Oklahoma AG Releases 7,564 Pages in Response to CMD Request

Under court order, Oklahoma Attorney General’s office releases previously withheld emails and holds back others; more emails expected on Feb. 27

OKLAHOMA CITY, Okla.

As a result of an Open Records Act request and lawsuit filed by the Center for Media and Democracy, on Tuesday night the Oklahoma Attorney General's office released a batch of more than 7,500 pages of emails and other records it withheld prior to Scott Pruitt's nomination as EPA Administrator last Friday.
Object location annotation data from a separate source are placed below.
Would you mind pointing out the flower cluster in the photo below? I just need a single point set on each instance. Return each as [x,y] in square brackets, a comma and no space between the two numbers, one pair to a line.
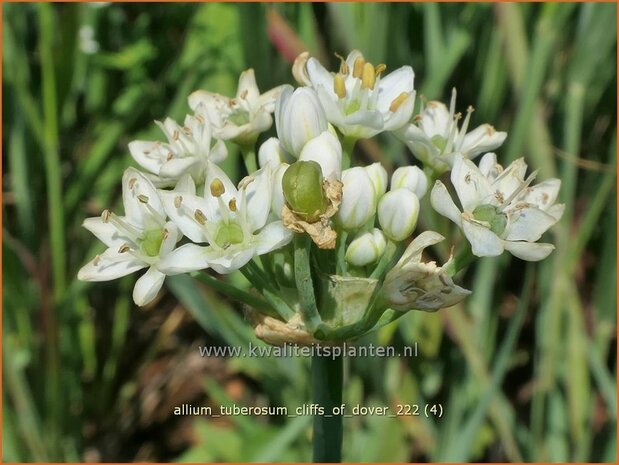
[184,214]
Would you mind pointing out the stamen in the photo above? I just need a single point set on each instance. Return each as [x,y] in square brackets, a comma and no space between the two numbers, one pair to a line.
[357,69]
[368,77]
[217,188]
[105,216]
[398,101]
[200,217]
[338,86]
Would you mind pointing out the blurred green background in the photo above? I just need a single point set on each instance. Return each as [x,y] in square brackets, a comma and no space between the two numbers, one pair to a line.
[525,369]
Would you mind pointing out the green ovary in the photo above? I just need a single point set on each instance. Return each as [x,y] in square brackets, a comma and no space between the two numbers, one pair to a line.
[493,216]
[229,234]
[151,243]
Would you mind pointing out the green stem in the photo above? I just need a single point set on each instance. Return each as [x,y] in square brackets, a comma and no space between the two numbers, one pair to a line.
[305,286]
[249,157]
[327,376]
[235,293]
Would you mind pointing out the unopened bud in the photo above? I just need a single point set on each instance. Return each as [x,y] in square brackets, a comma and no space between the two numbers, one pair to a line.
[303,190]
[397,213]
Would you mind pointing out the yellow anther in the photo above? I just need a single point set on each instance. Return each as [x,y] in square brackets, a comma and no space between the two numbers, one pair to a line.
[338,86]
[105,216]
[217,187]
[396,102]
[357,69]
[368,77]
[200,217]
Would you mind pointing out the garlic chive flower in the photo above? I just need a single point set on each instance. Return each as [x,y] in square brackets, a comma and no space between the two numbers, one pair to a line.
[357,99]
[234,223]
[415,285]
[140,239]
[500,210]
[434,137]
[242,118]
[188,150]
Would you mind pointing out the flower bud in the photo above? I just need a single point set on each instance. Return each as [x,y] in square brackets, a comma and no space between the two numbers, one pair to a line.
[378,176]
[303,191]
[358,198]
[325,150]
[299,118]
[366,248]
[271,151]
[397,213]
[411,178]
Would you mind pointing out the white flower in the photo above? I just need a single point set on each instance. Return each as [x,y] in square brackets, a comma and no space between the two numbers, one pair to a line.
[500,210]
[140,239]
[271,151]
[233,223]
[188,151]
[299,118]
[435,137]
[358,198]
[240,119]
[398,211]
[411,178]
[357,99]
[325,150]
[366,248]
[416,285]
[378,176]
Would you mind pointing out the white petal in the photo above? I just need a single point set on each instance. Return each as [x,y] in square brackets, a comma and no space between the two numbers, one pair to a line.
[110,265]
[147,286]
[135,187]
[147,154]
[415,249]
[402,80]
[472,187]
[176,167]
[529,251]
[484,243]
[441,201]
[258,198]
[248,89]
[273,236]
[528,224]
[319,76]
[184,214]
[188,257]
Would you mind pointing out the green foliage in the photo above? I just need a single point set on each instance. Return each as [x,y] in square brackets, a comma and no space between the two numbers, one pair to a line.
[523,369]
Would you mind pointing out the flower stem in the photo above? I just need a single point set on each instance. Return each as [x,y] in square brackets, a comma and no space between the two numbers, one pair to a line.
[303,278]
[326,379]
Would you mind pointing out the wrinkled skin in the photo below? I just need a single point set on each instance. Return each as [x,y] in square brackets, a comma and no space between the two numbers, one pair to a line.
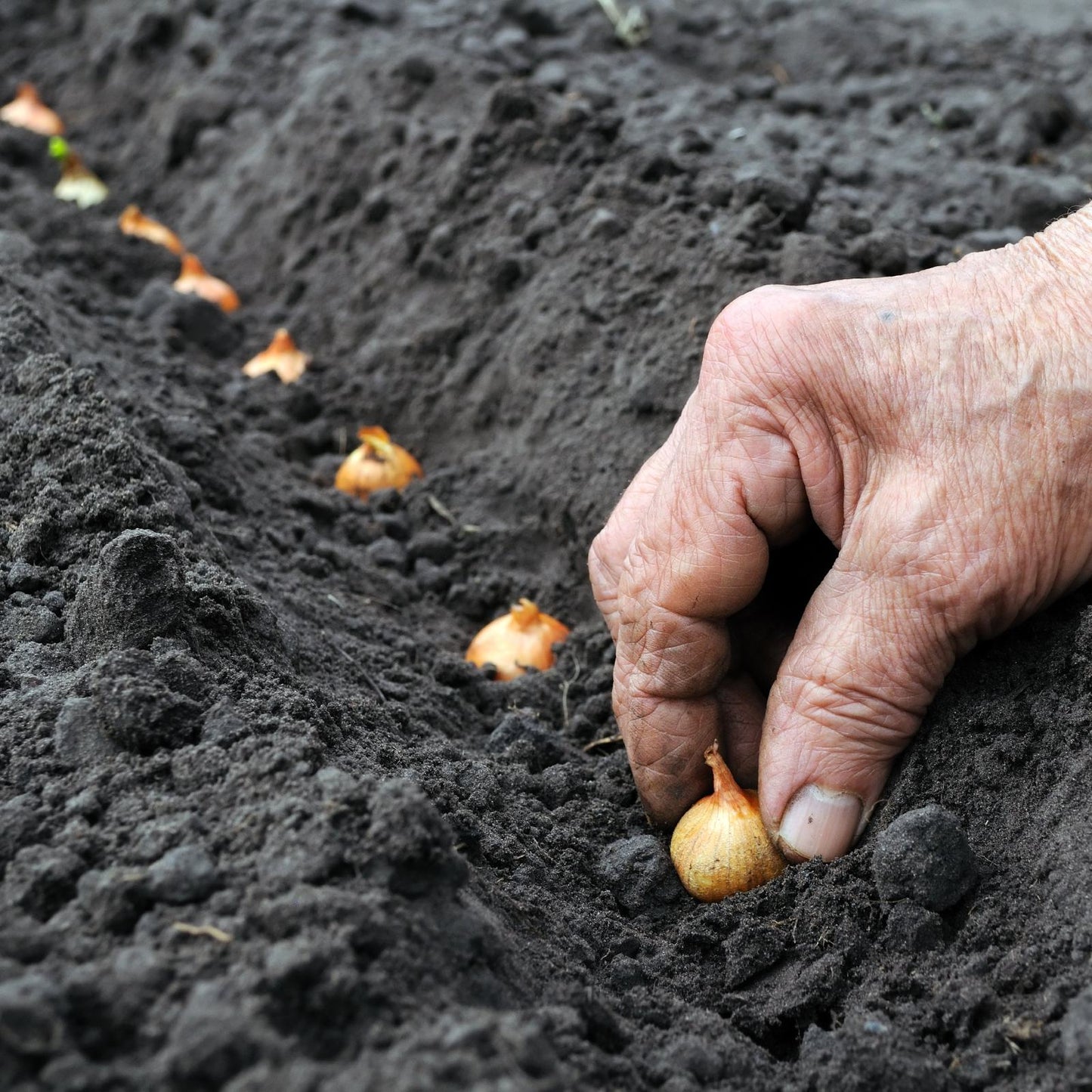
[937,428]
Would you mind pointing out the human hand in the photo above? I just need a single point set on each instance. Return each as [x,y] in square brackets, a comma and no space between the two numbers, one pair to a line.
[937,428]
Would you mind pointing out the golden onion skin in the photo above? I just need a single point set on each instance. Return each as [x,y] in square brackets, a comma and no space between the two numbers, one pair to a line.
[721,846]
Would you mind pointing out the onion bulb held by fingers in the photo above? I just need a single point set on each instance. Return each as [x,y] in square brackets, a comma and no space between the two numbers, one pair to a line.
[719,846]
[134,222]
[521,639]
[27,112]
[196,281]
[282,357]
[379,463]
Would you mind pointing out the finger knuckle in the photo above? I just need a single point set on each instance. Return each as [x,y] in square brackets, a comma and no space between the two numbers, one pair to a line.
[877,718]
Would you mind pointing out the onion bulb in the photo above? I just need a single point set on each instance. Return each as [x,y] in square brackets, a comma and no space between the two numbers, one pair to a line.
[27,112]
[196,281]
[134,222]
[521,639]
[379,463]
[78,184]
[282,357]
[719,846]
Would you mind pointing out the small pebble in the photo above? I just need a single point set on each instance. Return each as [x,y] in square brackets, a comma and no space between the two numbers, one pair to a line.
[924,856]
[187,874]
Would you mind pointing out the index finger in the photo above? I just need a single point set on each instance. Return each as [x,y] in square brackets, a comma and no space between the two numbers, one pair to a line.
[699,556]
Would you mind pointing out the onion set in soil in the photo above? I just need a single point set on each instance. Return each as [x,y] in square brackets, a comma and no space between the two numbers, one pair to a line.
[721,846]
[379,463]
[134,222]
[26,110]
[282,356]
[78,184]
[196,281]
[521,639]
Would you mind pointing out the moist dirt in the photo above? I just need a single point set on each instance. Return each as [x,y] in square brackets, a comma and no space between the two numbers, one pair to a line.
[260,826]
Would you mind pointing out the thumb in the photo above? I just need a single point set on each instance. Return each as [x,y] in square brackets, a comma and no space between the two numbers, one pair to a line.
[869,654]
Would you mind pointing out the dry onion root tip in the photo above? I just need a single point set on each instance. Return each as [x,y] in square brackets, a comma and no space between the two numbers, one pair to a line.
[282,357]
[721,846]
[134,222]
[78,184]
[379,463]
[196,281]
[26,110]
[521,639]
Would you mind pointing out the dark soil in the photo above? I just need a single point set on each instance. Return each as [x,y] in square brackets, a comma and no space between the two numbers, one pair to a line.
[232,697]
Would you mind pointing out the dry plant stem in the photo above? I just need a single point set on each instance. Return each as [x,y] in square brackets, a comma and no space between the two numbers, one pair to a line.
[631,26]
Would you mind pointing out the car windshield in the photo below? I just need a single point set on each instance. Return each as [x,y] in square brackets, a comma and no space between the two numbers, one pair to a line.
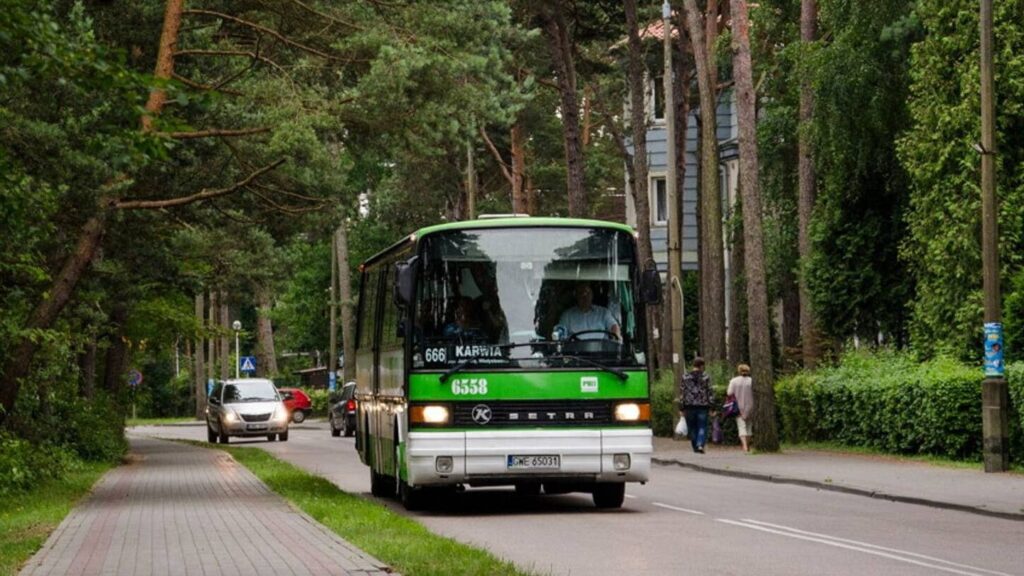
[255,391]
[527,297]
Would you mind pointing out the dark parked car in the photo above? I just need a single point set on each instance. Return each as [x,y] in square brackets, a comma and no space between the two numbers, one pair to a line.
[342,414]
[298,404]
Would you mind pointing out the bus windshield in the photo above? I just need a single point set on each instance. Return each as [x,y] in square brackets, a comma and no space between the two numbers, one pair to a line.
[527,297]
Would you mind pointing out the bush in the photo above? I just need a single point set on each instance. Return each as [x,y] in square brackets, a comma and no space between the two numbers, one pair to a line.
[24,464]
[891,402]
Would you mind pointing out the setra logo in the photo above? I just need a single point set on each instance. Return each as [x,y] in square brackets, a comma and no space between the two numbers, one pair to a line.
[481,414]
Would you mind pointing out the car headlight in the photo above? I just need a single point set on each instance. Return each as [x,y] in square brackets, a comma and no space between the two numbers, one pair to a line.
[430,414]
[632,412]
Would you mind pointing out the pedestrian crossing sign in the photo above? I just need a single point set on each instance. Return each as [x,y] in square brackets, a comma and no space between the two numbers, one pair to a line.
[248,364]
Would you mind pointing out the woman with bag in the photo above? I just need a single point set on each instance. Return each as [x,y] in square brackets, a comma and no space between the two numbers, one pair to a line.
[741,388]
[696,399]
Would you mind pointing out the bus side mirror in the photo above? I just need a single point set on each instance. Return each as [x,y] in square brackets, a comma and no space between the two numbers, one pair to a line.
[404,281]
[650,286]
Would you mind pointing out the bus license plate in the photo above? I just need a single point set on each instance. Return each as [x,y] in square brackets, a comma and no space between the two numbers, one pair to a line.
[552,462]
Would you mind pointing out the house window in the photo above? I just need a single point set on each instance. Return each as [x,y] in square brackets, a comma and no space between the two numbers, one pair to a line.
[657,98]
[660,201]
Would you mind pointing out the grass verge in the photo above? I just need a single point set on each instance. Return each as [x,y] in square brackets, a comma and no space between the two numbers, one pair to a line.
[28,518]
[925,458]
[392,538]
[159,421]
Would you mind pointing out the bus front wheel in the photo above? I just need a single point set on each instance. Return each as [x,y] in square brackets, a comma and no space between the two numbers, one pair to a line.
[413,498]
[609,495]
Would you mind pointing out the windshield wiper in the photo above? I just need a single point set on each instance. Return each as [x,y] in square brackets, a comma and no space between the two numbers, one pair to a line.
[622,375]
[448,373]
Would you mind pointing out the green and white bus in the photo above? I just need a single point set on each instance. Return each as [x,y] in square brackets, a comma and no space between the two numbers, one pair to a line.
[507,351]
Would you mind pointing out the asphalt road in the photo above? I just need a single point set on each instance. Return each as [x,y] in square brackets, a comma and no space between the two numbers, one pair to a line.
[684,522]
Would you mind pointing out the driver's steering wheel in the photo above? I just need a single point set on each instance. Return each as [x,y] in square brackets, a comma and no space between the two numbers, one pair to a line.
[613,337]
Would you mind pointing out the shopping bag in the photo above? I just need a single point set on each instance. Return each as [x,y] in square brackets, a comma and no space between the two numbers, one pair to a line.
[731,408]
[681,427]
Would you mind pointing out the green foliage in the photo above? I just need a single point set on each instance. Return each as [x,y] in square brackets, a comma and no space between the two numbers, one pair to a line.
[943,249]
[860,82]
[891,402]
[24,465]
[27,517]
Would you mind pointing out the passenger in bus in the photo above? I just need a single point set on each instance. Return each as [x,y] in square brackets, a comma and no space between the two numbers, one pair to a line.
[597,322]
[466,323]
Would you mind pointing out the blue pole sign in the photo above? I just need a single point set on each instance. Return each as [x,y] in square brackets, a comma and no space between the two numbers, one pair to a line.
[993,350]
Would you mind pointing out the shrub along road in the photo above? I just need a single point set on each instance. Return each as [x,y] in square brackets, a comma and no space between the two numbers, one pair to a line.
[683,520]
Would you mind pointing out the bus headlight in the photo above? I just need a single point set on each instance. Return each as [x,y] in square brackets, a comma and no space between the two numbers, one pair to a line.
[632,412]
[429,414]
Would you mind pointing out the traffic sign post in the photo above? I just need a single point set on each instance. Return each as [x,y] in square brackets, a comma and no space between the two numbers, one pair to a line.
[247,364]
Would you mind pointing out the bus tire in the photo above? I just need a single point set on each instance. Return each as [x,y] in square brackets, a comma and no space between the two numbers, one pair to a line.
[412,498]
[609,494]
[377,484]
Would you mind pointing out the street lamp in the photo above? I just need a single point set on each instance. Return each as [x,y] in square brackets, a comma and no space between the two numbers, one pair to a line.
[238,359]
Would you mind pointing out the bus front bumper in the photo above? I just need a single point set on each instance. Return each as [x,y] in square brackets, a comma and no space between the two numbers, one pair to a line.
[509,456]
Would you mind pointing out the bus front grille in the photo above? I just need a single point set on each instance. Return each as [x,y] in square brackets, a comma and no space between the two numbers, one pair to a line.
[532,413]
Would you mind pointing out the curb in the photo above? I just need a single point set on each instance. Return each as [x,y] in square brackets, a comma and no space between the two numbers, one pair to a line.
[1018,517]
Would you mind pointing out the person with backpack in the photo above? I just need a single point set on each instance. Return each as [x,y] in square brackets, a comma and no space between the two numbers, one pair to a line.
[696,399]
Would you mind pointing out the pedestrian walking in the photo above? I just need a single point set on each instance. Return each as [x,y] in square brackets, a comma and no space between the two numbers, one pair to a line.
[741,387]
[695,401]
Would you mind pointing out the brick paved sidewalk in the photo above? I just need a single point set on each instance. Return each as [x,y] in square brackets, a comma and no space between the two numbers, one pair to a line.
[182,509]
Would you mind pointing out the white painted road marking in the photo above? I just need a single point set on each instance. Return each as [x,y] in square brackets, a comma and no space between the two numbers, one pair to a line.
[832,541]
[677,508]
[876,546]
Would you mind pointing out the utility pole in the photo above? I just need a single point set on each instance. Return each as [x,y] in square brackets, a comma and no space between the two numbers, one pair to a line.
[333,294]
[672,192]
[994,391]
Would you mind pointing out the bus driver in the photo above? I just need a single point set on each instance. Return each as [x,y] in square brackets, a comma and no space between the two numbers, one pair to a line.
[588,317]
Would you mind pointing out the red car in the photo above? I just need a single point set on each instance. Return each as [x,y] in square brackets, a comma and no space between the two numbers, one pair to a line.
[297,403]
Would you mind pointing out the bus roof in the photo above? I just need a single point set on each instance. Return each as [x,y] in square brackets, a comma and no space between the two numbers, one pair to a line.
[521,222]
[511,221]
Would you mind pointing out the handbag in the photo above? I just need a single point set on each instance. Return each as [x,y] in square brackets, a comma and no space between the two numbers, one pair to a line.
[681,427]
[731,408]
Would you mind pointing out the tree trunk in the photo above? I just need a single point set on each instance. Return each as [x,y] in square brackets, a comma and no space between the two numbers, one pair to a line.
[87,364]
[791,311]
[165,59]
[641,199]
[16,365]
[266,356]
[680,86]
[737,302]
[199,375]
[560,47]
[713,271]
[345,295]
[766,438]
[211,340]
[520,205]
[225,344]
[808,330]
[117,355]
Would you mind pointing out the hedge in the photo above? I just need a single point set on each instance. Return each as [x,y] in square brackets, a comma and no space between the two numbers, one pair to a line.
[891,402]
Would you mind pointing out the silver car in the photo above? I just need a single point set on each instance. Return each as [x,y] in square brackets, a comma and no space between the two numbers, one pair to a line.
[247,407]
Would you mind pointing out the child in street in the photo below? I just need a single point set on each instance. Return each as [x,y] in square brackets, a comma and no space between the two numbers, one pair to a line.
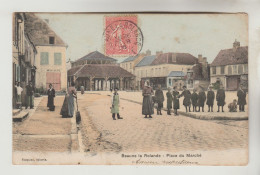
[194,100]
[169,101]
[233,106]
[176,101]
[115,105]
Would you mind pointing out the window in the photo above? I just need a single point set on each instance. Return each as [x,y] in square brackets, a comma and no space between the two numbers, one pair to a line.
[37,26]
[214,70]
[44,58]
[222,69]
[234,69]
[170,82]
[240,69]
[229,70]
[57,58]
[51,40]
[245,68]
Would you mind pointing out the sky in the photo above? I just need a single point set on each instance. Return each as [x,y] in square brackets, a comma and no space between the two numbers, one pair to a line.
[204,34]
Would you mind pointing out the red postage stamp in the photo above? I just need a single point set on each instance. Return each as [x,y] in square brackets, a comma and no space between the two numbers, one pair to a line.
[122,36]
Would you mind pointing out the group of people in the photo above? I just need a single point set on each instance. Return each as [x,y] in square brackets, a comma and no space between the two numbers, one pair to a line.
[29,96]
[196,100]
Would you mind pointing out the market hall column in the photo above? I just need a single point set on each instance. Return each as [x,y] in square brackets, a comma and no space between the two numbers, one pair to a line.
[106,79]
[121,83]
[91,83]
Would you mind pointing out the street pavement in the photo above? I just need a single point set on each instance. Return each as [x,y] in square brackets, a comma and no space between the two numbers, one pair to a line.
[230,96]
[161,133]
[43,130]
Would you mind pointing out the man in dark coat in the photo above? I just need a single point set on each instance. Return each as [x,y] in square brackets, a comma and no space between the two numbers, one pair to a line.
[210,99]
[220,97]
[169,101]
[201,99]
[29,96]
[187,97]
[147,106]
[194,100]
[159,99]
[241,94]
[176,101]
[51,95]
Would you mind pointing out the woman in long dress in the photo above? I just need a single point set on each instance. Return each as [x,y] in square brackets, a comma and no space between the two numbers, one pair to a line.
[147,107]
[51,95]
[67,109]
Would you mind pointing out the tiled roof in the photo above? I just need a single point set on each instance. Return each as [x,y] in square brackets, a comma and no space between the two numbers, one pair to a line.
[231,56]
[132,58]
[181,58]
[100,71]
[96,56]
[146,61]
[197,72]
[176,74]
[39,31]
[74,70]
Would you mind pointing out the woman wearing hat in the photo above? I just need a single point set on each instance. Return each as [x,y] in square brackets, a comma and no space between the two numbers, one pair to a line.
[51,95]
[169,101]
[115,105]
[220,97]
[210,99]
[147,107]
[187,98]
[241,94]
[201,99]
[176,102]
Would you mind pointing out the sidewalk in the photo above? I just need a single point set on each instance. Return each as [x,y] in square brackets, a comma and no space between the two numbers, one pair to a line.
[136,97]
[45,130]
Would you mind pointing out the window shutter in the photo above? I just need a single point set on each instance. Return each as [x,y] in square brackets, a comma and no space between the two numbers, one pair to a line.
[57,58]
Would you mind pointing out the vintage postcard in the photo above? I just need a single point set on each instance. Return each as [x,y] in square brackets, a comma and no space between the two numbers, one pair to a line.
[130,88]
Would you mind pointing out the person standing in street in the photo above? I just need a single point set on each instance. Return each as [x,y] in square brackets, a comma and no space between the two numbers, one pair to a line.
[159,99]
[115,101]
[176,101]
[67,109]
[233,106]
[51,95]
[82,89]
[241,94]
[147,107]
[29,96]
[210,99]
[201,99]
[19,90]
[194,100]
[220,97]
[187,98]
[169,101]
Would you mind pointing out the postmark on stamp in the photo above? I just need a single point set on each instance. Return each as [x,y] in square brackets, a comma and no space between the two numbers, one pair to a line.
[122,36]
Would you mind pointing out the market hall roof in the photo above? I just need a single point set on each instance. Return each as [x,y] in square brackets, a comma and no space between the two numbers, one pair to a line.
[176,74]
[97,56]
[99,71]
[175,58]
[39,31]
[146,61]
[131,58]
[231,56]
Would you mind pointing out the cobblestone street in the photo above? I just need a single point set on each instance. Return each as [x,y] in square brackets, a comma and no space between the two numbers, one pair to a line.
[161,133]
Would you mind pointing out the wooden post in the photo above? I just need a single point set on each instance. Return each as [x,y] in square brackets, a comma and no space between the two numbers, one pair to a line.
[121,83]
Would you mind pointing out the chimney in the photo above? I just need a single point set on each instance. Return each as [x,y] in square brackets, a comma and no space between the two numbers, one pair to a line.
[148,52]
[46,20]
[236,45]
[158,52]
[200,58]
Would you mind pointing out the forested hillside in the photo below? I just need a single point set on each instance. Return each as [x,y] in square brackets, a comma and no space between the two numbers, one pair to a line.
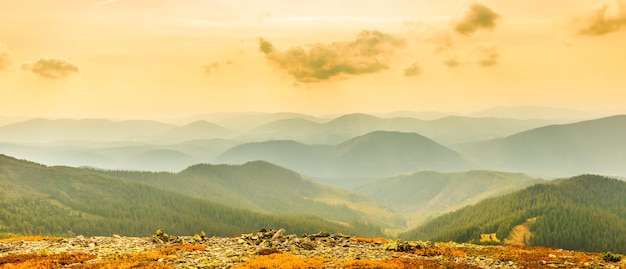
[37,199]
[375,154]
[592,146]
[264,187]
[428,194]
[586,212]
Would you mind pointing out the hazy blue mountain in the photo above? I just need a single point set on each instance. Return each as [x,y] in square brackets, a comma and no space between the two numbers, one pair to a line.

The AG's office has withheld an undetermined number of additional documents as exempted or privileged and submitted them to Judge Aletia Haynes Timmons for review. A number of other documents were redacted, and CMD will be asking for the court to review those as well. On February 27, the AG's office has been ordered to deliver records related to five outstanding requests by CMD.

"Despite repeated attempts by Pruitt and the Oklahoma AG's office to stonewall CMD and the public, we've won a major breakthrough in obtaining access to public records that shine a light on Pruitt's emails with polluters and their proxies," said Nick Surgey, research director at the Center for Media and Democracy. "The newly released emails reveal a close and friendly relationship between Scott Pruitt's office and the fossil fuel industry, with frequent meetings, calls, dinners and other events. And our work doesn't stop here - we will keep fighting until all of the public records involving Pruitt's dealings with energy corporations are released - both those for which his office is now asserting some sort of privilege against public disclosure and the documents relevant to our eight other Open Records Act requests."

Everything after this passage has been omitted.